»Haben Sie jemals Ameisen mit Schokoladenguß gegessen?« fragte er. »Nein.«
Er grinste. »Sie schmecken besser als Grashüpfer mit Schokoladenguß.«
Er erzählte von einem Jagdausflug in Alaska, auf dem er von einem Bären angegriffen worden war. Er sprach über alles, nur nicht über das, weswegen sie hier waren. Jennifer hatte sich für den Augenblick gewappnet, wenn Adam anfangen würde, sie auszufragen, aber als es schließlich soweit war, versteifte sich ihr ganzer Körper. Er war mit dem Dessert fertig und sagte ruhig: »Ich stelle Ihnen jetzt ein paar Fragen, und ich möchte nicht, daß Sie sich aufregen. Okay?«
In Jennifers Kehle saß plötzlich ein Kloß. Sie war nicht sicher, ob sie imstande war, zu sprechen. Sie nickte. »Ich möchte, daß Sie mir genau erzählen, was an jenem Tag im Gerichtssaal passierte. Alles, woran Sie sich erinnern, alles, was Sie gefühlt haben. Lassen Sie sich Zeit.« Jennifer hatte vorgehabt, ihn herauszufordern, ihm zu sagen, er könne mit ih r tun, wozu immer er Lust habe. Aber irgendwie war ihr ganzer Widerstand wie weggeblasen. Der Vorfall war noch immer so lebendig für sie, daß es weh tat, auch nur daran zu denken. Sie hatte mehr als einen Monat lang versucht, alles zu vergessen. Nun verlangte er von ihr, alles noch einmal zu durchleben.

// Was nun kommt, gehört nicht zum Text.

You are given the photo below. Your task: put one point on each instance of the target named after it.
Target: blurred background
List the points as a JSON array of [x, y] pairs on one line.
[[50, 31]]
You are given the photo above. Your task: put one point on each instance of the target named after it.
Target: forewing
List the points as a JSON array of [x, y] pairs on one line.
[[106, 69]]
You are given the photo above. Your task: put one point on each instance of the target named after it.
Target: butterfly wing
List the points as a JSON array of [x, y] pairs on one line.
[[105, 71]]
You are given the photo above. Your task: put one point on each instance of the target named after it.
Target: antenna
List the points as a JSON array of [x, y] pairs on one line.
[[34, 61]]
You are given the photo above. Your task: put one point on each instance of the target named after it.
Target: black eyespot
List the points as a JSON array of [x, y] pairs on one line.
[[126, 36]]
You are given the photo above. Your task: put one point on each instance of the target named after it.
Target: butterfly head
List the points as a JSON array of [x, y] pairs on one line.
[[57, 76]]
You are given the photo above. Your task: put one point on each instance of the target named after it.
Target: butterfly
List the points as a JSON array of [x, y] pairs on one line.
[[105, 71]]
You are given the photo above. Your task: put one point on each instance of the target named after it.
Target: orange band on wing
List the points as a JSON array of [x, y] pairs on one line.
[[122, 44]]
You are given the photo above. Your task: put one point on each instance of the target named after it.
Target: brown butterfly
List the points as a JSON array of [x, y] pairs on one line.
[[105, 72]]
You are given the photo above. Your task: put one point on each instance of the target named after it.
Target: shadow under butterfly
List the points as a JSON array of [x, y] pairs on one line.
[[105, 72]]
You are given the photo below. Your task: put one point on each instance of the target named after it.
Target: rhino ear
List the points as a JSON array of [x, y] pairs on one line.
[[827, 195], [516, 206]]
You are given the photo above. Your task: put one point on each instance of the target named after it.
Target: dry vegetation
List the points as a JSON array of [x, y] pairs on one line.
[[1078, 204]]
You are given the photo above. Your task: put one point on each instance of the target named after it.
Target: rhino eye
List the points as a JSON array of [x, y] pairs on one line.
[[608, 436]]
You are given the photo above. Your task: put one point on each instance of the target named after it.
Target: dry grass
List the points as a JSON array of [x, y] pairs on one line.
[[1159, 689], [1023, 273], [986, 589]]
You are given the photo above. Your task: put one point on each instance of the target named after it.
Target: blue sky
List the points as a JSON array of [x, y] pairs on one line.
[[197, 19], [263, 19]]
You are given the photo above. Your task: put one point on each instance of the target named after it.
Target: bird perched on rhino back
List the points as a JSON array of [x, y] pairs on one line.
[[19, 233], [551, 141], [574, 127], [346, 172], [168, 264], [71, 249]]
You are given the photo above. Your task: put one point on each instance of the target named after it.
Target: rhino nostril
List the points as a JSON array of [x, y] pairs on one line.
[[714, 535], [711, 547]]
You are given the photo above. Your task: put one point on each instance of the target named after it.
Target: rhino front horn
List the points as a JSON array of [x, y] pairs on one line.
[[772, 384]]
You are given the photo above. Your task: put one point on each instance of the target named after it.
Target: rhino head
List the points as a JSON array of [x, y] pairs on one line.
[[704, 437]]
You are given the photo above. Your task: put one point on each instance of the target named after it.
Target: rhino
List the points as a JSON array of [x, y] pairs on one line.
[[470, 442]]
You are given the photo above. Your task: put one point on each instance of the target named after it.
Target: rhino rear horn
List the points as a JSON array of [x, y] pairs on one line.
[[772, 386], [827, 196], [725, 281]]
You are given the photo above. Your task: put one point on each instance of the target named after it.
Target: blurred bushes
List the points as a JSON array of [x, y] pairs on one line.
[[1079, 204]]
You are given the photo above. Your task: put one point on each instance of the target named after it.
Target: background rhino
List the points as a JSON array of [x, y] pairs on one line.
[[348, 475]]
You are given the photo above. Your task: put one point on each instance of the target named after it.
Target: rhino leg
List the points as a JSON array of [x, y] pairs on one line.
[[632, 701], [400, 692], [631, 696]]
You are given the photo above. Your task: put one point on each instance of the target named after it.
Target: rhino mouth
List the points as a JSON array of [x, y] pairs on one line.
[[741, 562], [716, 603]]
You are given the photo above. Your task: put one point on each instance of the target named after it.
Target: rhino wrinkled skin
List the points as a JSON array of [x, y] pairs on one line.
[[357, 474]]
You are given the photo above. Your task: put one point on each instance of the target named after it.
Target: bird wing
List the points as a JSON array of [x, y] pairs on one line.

Sie holte tief Luft und sagte: »In Ordnung.« Stockend fing sie an, ihm über die Ereignisse im Gerichtssaal Bericht zu erstatten, und als alles wieder zum Leben erwachte, sprach sie schneller und immer schne ller. Adam saß schweigend auf der anderen Seite des Tisches, hörte zu und ließ sie dabei nicht aus den Augen.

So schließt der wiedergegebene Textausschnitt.